Un giorno alcuni famosi saggi, tra i quali Agastya, andarono a trovare Rama per congratularsi con lui dell'importante vittoria ottenuta contro Ravana. Appena seppe del loro arrivo in città, Rama andò loro personalmente incontro e li ricevette con grandi onori. Dopo aver celebrato il puja , Rama si sedette per ascoltarli.

“La tua vittoria è stata una grande fortuna per tutti,” disse Agastya. “Hai ucciso il mostro Ravana che era come una spina nel fianco del mondo. E grazie a te, oltre a Ravana, altri esseri malvagi sono morti: l'invincibile Kumbhakarna, Mahodara, Prahasta e molti altri.”

Agastya guardò gli altri saggi e sorrise.

“Ma tutto ciò per noi non è stato sorprendente quanto il fatto che tu sia riuscito ad uccidere Indrajit, il figlio di Ravana. Lui era quello che ci preoccupava più di tutti: per lui avevamo dei dubbi circa la vittoria finale.”

Rama era curioso di sapere come mai i saggi dessero tanta importanza a Indrajit. Chiese loro le ragioni.

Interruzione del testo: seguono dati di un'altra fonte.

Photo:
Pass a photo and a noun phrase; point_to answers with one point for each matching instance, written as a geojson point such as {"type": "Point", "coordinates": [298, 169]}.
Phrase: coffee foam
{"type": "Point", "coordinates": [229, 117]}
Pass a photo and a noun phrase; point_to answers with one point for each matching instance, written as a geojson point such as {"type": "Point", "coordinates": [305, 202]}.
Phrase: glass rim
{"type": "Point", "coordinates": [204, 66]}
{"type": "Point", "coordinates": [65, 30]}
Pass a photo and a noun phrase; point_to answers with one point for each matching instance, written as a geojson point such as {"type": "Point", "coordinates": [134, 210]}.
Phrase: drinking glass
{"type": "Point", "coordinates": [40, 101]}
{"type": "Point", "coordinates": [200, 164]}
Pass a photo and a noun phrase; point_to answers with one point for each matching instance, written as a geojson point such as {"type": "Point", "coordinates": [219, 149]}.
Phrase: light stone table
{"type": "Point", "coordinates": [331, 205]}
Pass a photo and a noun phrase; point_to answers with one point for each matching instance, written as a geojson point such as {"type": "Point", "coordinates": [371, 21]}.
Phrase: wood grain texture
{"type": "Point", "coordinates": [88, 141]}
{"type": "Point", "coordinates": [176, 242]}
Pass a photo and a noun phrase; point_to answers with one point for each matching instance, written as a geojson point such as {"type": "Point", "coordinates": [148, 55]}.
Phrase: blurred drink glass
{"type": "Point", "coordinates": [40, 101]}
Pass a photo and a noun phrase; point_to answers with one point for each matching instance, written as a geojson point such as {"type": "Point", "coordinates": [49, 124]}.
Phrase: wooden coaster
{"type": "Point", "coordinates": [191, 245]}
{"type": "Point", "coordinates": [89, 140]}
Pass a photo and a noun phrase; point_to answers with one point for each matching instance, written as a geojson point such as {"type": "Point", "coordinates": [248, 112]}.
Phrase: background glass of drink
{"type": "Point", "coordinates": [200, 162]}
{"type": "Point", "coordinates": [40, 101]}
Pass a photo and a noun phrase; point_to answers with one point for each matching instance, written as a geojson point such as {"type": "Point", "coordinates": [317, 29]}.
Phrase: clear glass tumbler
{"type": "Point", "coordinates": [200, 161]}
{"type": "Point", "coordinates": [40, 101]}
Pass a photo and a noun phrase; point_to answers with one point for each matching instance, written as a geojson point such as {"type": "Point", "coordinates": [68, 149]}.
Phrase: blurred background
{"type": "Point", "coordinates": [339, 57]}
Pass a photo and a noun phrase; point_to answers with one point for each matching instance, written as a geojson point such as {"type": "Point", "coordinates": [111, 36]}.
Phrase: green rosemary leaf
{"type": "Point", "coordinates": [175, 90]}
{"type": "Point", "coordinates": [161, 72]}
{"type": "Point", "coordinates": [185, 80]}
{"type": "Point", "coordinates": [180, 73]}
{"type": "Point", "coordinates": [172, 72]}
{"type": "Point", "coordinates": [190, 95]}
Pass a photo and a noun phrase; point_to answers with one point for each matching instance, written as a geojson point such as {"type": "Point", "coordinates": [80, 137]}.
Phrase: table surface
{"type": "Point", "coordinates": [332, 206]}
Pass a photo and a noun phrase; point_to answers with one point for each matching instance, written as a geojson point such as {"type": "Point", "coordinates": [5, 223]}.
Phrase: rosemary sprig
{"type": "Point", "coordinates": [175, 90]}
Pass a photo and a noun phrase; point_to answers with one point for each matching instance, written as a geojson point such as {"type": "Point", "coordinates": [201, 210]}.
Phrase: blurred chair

“A Lanka c'erano grandi e potentissimi Rakshasa che possedevano poteri sovrannaturali,” domandò. “Ma mi è sembrato di capire che a vostro avviso Indrajit avesse un'importanza e un potere particolare. Potete dirmi perché? E i Rakshasa, potete raccontarmi come questa stirpe di esseri sia venuta ad esistere?”

“Sì,” Agastya Muni replicò, “ti racconterò la storia di Ravana e della discendenza dei Rakshasa.”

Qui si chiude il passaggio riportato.